A might bank, protecting his warriors,
a violent flood-wave, smashing a stone wall!
Wild bull of Lugalbanda, Gilgamesh, the perfect in strength,
suckling of the august Wild Cow, the goddess Ninsun!
Gilgamesh the tall, magnificent and terrible,
who opened passes in the mountains,
who dug wells on the slopes of the uplands,
and crossed the ocean, the wide sea to the sunrise;
who scoured the world ever searching for life,
and reached through sheer force Uta-napishti the Distant;
who restored the cult-centres destroyed by the Deluge,
and set in place for the people the rites of the cosmos.
Who is there can rival his kingly standing,
and say like Gilgamesh, ‘It is I am the king’?
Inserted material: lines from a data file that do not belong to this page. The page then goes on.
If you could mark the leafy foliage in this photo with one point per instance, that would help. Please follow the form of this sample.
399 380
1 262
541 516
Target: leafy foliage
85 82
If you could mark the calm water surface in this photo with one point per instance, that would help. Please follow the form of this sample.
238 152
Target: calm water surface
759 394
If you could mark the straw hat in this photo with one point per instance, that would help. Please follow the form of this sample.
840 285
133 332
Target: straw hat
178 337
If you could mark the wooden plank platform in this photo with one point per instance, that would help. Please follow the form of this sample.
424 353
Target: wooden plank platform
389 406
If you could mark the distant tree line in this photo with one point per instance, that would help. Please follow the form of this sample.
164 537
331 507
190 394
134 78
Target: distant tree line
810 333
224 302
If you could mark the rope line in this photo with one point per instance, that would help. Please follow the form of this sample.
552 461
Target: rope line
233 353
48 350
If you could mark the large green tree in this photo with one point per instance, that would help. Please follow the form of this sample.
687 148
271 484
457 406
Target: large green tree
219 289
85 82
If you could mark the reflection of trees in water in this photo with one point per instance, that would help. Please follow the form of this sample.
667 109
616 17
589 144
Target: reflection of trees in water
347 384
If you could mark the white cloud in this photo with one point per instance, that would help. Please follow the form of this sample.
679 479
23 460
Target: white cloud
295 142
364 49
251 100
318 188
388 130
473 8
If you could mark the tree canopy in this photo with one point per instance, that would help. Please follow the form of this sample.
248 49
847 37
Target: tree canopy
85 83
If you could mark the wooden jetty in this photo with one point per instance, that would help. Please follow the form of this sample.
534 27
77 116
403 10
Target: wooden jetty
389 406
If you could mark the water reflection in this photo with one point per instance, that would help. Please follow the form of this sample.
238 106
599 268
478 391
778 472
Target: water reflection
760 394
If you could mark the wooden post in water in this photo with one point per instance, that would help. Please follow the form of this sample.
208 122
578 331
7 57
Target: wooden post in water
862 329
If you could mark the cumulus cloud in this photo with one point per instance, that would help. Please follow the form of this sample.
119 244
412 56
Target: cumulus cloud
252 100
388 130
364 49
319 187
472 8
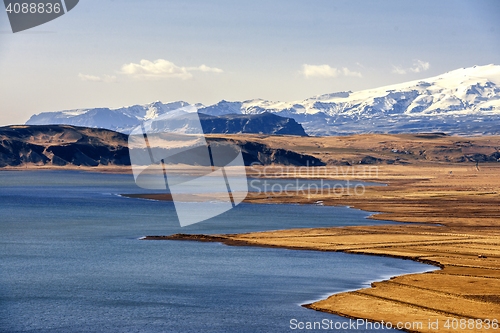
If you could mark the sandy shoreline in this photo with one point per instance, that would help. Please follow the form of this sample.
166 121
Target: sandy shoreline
463 200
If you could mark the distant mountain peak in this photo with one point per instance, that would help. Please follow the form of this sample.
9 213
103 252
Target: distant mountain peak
461 101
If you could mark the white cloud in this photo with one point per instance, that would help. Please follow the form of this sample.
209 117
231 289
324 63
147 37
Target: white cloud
94 78
327 71
162 68
418 67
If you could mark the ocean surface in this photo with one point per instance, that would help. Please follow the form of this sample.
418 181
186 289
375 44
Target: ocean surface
71 260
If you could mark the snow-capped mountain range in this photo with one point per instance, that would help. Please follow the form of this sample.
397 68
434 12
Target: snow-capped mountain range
464 101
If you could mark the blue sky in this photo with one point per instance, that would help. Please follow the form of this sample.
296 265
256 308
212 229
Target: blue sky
123 52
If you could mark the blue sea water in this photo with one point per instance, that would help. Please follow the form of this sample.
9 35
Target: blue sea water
71 260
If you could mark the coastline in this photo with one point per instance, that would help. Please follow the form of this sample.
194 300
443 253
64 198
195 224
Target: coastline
465 245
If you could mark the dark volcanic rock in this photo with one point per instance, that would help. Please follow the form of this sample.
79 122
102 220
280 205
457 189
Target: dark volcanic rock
264 123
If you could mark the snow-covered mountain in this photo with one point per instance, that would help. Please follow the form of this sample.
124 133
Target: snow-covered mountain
463 101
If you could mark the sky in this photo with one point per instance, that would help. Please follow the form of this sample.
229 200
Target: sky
112 53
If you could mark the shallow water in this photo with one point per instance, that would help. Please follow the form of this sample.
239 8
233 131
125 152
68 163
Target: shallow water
71 261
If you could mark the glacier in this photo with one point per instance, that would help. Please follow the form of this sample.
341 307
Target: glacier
465 101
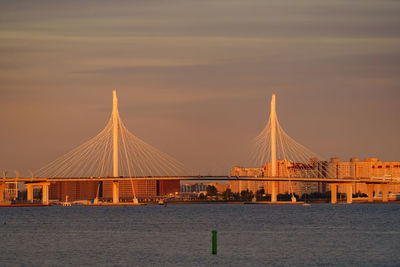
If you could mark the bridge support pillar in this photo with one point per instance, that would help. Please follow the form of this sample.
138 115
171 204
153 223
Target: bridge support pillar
370 188
115 192
349 193
333 193
29 190
384 192
2 187
45 194
274 191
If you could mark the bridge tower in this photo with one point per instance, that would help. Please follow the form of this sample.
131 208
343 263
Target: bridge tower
273 149
115 126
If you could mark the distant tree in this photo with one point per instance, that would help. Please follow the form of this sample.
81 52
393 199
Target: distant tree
211 190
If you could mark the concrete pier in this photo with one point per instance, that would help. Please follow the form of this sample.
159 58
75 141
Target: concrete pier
333 193
349 193
2 187
274 191
29 190
384 192
45 194
370 188
115 192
Gilgamesh was his name from the day he was born,
two thirds of him god and one third human.
In his book, Visions and revisions: of American poetry, Lewis Turco informs us that the “verse” of Gilgamesh was distinguished by “grammatic parallels”. Presumably, this artificial construct was meant to heighten the aural impact of the epic in the same way that, thousands of years later, meter and rhyme would distinguish poetry from prose or every day speech. In some ways, the poet who most closely approximates that experience might be Walt Whitman, whose poetry is marked at times by grammatic, syntactic and rhetorical parallelism. The parallelism of Gilgamesh probably represents a traditional and ancient formalism typical of ancient poetry. The only equivalent in our own poetry is the meter of blank verse – Iambic Pentameter. To get a feel for the heightened effect the language of the original might have had on an ancient reader, a modern reader might want to avoid free verse translations. Consider reading David Ferry’s recent translation – Gilgamesh: A New Rendering in English Verse – a blank verse translation (the same meter as Paradise Lost).
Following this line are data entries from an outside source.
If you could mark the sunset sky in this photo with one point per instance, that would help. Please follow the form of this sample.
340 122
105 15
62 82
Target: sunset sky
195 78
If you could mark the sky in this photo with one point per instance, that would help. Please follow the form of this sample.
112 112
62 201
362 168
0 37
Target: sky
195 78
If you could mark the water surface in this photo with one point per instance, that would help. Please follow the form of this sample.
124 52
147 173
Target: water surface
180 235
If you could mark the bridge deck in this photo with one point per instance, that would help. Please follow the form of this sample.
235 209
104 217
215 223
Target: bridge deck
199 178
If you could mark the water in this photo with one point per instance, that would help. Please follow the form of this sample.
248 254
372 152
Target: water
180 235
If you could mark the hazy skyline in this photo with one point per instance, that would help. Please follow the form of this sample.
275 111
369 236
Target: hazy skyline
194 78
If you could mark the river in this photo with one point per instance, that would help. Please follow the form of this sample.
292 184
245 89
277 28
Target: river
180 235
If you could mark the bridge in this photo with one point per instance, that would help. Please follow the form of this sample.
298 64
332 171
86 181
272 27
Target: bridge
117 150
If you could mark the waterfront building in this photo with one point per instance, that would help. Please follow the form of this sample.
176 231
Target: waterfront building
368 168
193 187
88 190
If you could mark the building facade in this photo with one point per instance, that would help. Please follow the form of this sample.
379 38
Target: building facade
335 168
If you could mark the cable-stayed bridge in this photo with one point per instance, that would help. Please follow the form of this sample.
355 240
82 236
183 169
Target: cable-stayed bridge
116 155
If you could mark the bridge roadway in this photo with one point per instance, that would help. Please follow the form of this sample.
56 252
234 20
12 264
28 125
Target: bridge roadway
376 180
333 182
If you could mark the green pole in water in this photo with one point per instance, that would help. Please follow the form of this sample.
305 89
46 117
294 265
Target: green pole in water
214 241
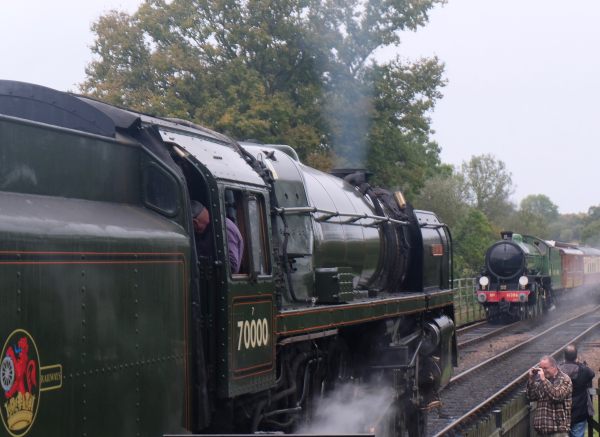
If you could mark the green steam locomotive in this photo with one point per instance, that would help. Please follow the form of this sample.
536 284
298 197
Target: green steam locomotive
113 324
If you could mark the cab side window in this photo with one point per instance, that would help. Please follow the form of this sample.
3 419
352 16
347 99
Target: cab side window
247 212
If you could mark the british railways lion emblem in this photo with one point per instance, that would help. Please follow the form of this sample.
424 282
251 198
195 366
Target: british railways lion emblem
20 379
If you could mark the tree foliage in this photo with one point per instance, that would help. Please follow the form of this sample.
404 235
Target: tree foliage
535 215
444 194
489 186
472 236
299 72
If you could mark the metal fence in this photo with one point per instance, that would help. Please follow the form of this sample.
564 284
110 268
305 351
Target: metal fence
466 307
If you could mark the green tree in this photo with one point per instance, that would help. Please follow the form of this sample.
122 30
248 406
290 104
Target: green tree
472 237
590 234
535 215
294 71
444 194
489 186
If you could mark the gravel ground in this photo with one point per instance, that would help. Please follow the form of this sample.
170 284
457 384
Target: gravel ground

who knew the way things were before the Flood,
the secret things, the mystery; who went
to the end of the earth, and over; who returned,
and wrote the story on the a tablet of stone.
He built Uruk. He built the keeping place
of Anu and Ishtar. The Outer wall
shines in the sun like brightest copper; the inner
wall is beyond the imaginings of kings.
Study the brickwork, study the fortification;
climb the great ancient staircase to the terrace;
study how it is made; from the terrace see
the planted and fallow fields, the ponds and orchards.
This is Uruk, the city of Gilgamesh
the Wild Ox, son of Lugalbanda, son
of the Lady Wildcow Ninsun, Gilgamesh
the vanguard and the rear guard of the army,
Shadow of Darkness over the enemy field,
The Web, the Flood that rises to wash away
the walls of alien cities, Gilgamesh
the strongest one of all, the perfect, the terror.
It is he who opened passes through the mountains;
and he who dug deep wells on the mountainsides;
who measured the world; and sought out Utnapishtim
beyond the world; it is he who restored the shrines;
two-thirds a god, one-third a man, the king.
Go to the temple of Any and Ishtar:
open the copper chest with the iron locks;
the tablet of lapis lazuli tells the story.
If you’ve never read Gilgamesh, consider reading it. The epic isn’t long; but tells us a story as true to our condition as 6000 years ago – a story about friendship, loss and acceptance.